Nebe, Arthur

Arthur Nebe
Arthur Nebe

Arthur Nebe (13 Nov. 1894 – 21 March 1945), SS Gruppenführer, became head of Germany’s Criminal Police in 1936. In 1939, one of Nebe’s subordinates, Christian Wirth, got involved in supervising the so-called euthanasia action, which is said to have consisted of killing severely mentally disabled patients with bottled carbon-monoxide gas. Hence, Nebe was probably aware of what methods were used to quickly carry out this “mercy killing.”

In June 1941, he volunteered to head Einsatzgruppe B, which he led from its inception just before the beginning of the war against the Soviet Union until October 1941, hence for some four months. As such, he approved several Einsatzgruppen reports sent to Berlin which documented the execution of thousands of Jews in the deployment area of his Einsatzgruppe B.

The current orthodox narrative has it that Nebe played a central role in the invention of gas vans in the second half of 1941. After Himmler had allegedly witnessed a mass execution in mid-August 1941 by Nebe’s unit, he is said to have ordered a more-humane mass-execution method to be developed, although no documental evidence exists either for Himmler attending such an execution or for him issuing such an order, other than a bogus post-war affidavit by Erich von dem Bach-Zelewski.

A rumor spread by Albert Widmann has it that the idea to use engine exhaust to kill people in vehicles occurred to Arthur Nebe when he allegedly gassed himself by accident in his car after having driven home drunk.
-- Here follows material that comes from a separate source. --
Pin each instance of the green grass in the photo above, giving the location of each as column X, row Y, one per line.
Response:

However, since remote-controlled garage doors didn’t exist back then, he or someone else must have closed that door, or else no accidental gassing could have occurred. Therefore, either Nebe wasn’t alone, then no accidental gassing could have occurred, or he was alone, but then had to get out of the car while leaving the car running, then close the garage door, then get back in the car and fall asleep with the car still running. This is hardly a credible scenario. Furthermore, considering that Nebe was familiar with the euthanasia killings and how they operated, and the toxicity of gasoline-engine exhaust was certainly known to this head of Germany’s criminal police, the claim that it took an accidental self-gassing while drunk to come up with this idea is also preposterous. Because Nebe died before the end of the war and never made a statement about any of this, this entire story is moreover based only on hearsay claims and thus completely unfounded.

After the war, the myth was created with a number of manipulative maneuvers by postwar investigators: that Nebe, together with Albert Widmann, a chemist at the German Institute for Criminological Technology in Berlin (Kriminaltechnisches Institut), went on a trip from Berlin to Minsk in order to do some tests to find out how best to mass-murder people. The two are said to have traveled a thousand kilometers east with 400 kg of explosives in their car to test whether it was feasible to blow up mentally ill people with dynamite. The story is so outrageously absurd that it boggles the mind why it ever found credence. Since this story is closely linked to investigations related to Albert Widmann, the issue is discussed in more detail in the entry dedicated to him.